How To Create A Painless Code Review System

In this article, I outline organizational best practices for creating quick and painless code reviews.

I recently had a conversation with a friend of mine about code reviews.

Code Reviews in his organization were long and painful.

The reviewers frequently had strong and differing opinions about implementation.

I have been party to scenarios like this before. They are no fun.

I left this conversation wondering what a good code review process looks like.

How can we create systems that refine new code without unnecessarily obstructing work?

After all, software engineers are paid to advance business goals, not write squeaky clean code.

Here are a few best practices I have found dramatically improve the code review process.

1. Define what Good Code looks like for your team

As a team, collectively think about what Good Code looks like.

Is Good Code the same as Tested Code? Or should it just be Testable Code? Does test-ability not matter?

In their earliest stages, a startup’s definition of Good Code state:

On our team, we strive to write working code that is:
- Testable
- Secure (no public s3 buckets please!)

Notice how there is no mention of Tested code here.

Every team will need to decide this for themselves. It is entirely possible though that taking the time to write tests does not align with an early-stage startup’s business goals.

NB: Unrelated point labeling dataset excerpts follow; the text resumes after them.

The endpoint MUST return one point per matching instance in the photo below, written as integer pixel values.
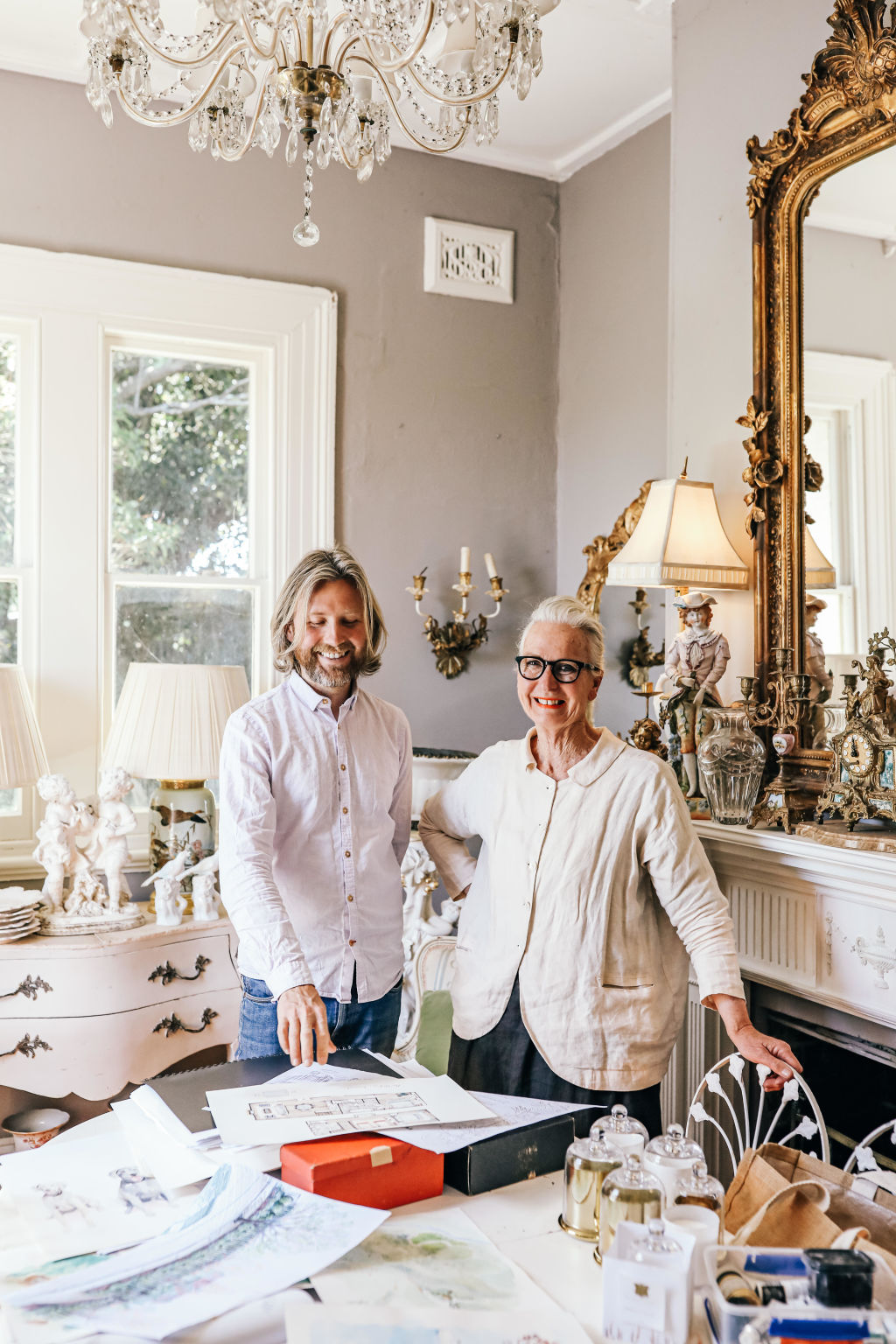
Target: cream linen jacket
(595, 890)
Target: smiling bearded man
(315, 822)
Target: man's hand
(301, 1016)
(752, 1045)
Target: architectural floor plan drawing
(291, 1112)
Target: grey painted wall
(446, 416)
(614, 318)
(850, 288)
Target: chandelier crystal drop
(326, 78)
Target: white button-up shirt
(315, 822)
(594, 890)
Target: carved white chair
(725, 1092)
(864, 1163)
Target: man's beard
(316, 669)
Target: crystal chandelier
(332, 77)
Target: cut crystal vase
(731, 760)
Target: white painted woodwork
(100, 1013)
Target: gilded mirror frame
(846, 113)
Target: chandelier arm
(409, 132)
(250, 37)
(388, 66)
(178, 62)
(461, 102)
(238, 153)
(335, 25)
(176, 118)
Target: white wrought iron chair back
(863, 1158)
(742, 1130)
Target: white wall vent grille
(468, 261)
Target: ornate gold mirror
(821, 348)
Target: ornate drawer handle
(167, 973)
(171, 1025)
(27, 1047)
(30, 988)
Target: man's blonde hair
(296, 594)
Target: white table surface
(520, 1219)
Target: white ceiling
(607, 72)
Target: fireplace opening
(848, 1062)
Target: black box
(506, 1158)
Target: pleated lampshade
(170, 719)
(820, 571)
(22, 756)
(679, 542)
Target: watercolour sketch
(427, 1260)
(312, 1324)
(248, 1236)
(85, 1195)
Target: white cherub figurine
(695, 664)
(57, 850)
(110, 837)
(170, 903)
(205, 897)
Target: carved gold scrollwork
(602, 550)
(846, 112)
(763, 469)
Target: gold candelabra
(785, 799)
(456, 640)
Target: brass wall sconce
(785, 799)
(456, 640)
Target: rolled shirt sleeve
(248, 892)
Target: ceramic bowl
(32, 1128)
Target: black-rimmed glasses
(564, 669)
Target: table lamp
(679, 542)
(167, 726)
(22, 756)
(820, 571)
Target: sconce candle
(456, 639)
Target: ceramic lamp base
(182, 816)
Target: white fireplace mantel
(816, 920)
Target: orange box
(363, 1170)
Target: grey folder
(185, 1093)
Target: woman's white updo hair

However, if you write code with testing top of mind and break down components and functionality accordingly, adding those tests later will be significantly less painful.

As the company grows, the team’s values might evolve into the following:

On our team, we strive to write working code that is:
- Testable
- Secure
- Tested
- Reuseable
- DRY

This list still conspicuously lacks any mention of performance.

For many small companies code performance is simply not a concern. As long as it qualifies as “working code” fine tuning performance may not matter.

Imagining our startup grows into the next AirBnb, Dropbox, etc, the entire conversation changes.

An example of their code review principles might run as follows:

On our team, we strive to write working code that is:
- Testable
- Secure
- Tested
- Reuseable
- DRY
- Revertible
- Performant

When a team clearly defines and adheres to these principles everyone can write and review code from a common starting point.

This makes reviews infinitely smoother, faster, and more pleasant.

The author of the code knows what is expected of her/him and can write code accordingly.

Additionally, you can drop in anyone from the team as a reviewer and come out with consistent results because the review is driven by principles rather than opinions.

This greatly reduces the potential for a scenario where John submits a PR and then receives conflicting feedback from Senior Joe and Senior Jane.

However, we can go a step further mitigating the risk of these scenarios.

2. Encourage Design Discussions Between Authors & Reviewers Before Executing a Task

This applies most to early career engineers but can be useful for every team member regardless of seniority.

When a sizable new feature or code component of reasonable size needs to be built, encourage the author to have conversations about design with the technical stakeholders who will eventually review the code.

By having these discussions early on the author can establish consensus on a design approach early on in the development process.

Once technical stakeholders buy in to a design, the author can then hold them to that later in the review process if they raise deep issues around the design that would require a significant rewrite.

Perhaps most importantly to the author, this decreases the likelihood of being asked to go back and rewrite large swaths of code.

I have seen these principles dramatically improve the speed at which code moves from conception to production and hope that they can help you and your teams as well.